Она закончила и повернулась к нему. – Я закончила.

Он кивнул. – Спасибо.

Они снова оказались в гостиной. Солнце поднялось выше, в комнате стало светлее. Пылинки танцевали в солнечных лучах, пробивавшихся сквозь щель в шторах.

– Мы не можем так все время, – сказала Настя, глядя на эти пылинки. – Мы сойдем с ума.

– Я знаю, – ответил Андрей. – Но мы должны научиться. День. Два. Сколько потребуется.

– А что, если это навсегда? – ее голос дрогнул. – Что, если нас никогда не найдут? Что, если мы никогда не выберемся?

Он посмотрел на нее. На ее бледное, испуганное лицо. И вдруг ему захотелось не анализировать, не искать логику, а просто утешить. Сказать что-то человеческое.

– Тогда… – он сделал паузу, тщательно взвешивая слова. – Тогда мы научимся жить с этим. Вместе.

Она перевела на него взгляд. В ее глазах была надежда. Слабая, как тот солнечный луч, но настоящая.

– Вместе, – повторила она тихо. И это было уже не констатацией факта. Это было обещанием.

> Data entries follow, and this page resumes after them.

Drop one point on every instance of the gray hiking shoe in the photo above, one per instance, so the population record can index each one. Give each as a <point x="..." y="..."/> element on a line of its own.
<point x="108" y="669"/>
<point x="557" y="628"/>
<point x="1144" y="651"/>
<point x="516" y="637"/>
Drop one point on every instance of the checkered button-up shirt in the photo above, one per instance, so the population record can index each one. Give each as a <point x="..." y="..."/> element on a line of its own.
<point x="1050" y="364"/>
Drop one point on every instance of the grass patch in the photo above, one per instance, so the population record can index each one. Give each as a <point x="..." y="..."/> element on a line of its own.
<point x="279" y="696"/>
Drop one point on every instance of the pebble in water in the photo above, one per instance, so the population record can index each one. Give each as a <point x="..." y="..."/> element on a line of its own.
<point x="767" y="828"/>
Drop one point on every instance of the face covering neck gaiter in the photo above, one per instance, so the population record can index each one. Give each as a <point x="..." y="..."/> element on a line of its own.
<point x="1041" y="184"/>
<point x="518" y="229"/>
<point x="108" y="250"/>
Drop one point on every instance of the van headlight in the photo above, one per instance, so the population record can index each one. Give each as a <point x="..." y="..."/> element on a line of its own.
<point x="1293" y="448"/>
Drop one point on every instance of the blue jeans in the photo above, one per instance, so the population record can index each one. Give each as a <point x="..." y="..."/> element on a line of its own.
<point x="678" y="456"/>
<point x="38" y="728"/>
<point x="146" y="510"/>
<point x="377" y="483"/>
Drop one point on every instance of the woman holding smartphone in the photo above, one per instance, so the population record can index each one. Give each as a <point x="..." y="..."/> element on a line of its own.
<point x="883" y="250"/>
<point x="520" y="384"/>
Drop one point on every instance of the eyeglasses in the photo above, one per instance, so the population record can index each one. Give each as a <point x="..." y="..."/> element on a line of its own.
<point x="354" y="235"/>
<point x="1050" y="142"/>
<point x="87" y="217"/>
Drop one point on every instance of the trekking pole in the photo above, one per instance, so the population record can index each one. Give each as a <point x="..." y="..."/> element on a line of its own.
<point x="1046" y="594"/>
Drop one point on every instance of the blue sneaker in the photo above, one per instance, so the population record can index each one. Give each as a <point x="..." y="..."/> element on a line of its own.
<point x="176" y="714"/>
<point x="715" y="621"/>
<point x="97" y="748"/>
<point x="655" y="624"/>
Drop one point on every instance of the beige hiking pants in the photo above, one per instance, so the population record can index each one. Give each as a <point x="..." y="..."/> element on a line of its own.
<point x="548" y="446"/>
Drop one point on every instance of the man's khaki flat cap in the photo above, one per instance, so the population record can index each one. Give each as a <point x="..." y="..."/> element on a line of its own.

Они сидели в тишине, но теперь она не была гробовой. Она была наполнена звуком их дыхания, биением их сердец. Они смотрели на солнечный луч на полу, и он казался им самым прекрасным, что они видели в жизни.

Проклятие не исчезло. Оно висело над ними, как дамоклов меч. Но они сделали первый шаг. Они начали говорить. Осторожно, как ходят по тонкому льду. Но они начали.

И в этой хрупкой, выстраданной тишине родилось что-то новое. Не доверие еще. Но необходимость. И понимание, что в этом безумии они не одни.

Глава 5. Вынужденный союз

Солнечный свет, упрямо пробивавшийся сквозь щель в портьерах, сменился ровным, серым сиянием дня. Буря утихла, оставив после себя неестественную, звенящую тишину. Казалось, весь мир замер, прислушиваясь к этому дому, затаив дыхание.

Андрей провел ночь в кресле, погружаясь в короткие, тревожные промежутки забытья, где ему снились кошмары, сотканные из льда и огня. Каждый раз, просыпаясь, он первым делом искал взглядом Настю. Она спала на диване, беспокойно ворочаясь, и ее сновидения, судя по всему, были не легче его. Видеть ее там, в нескольких шагах, стало его якорем. Доказательством, что он не один в этом безумии.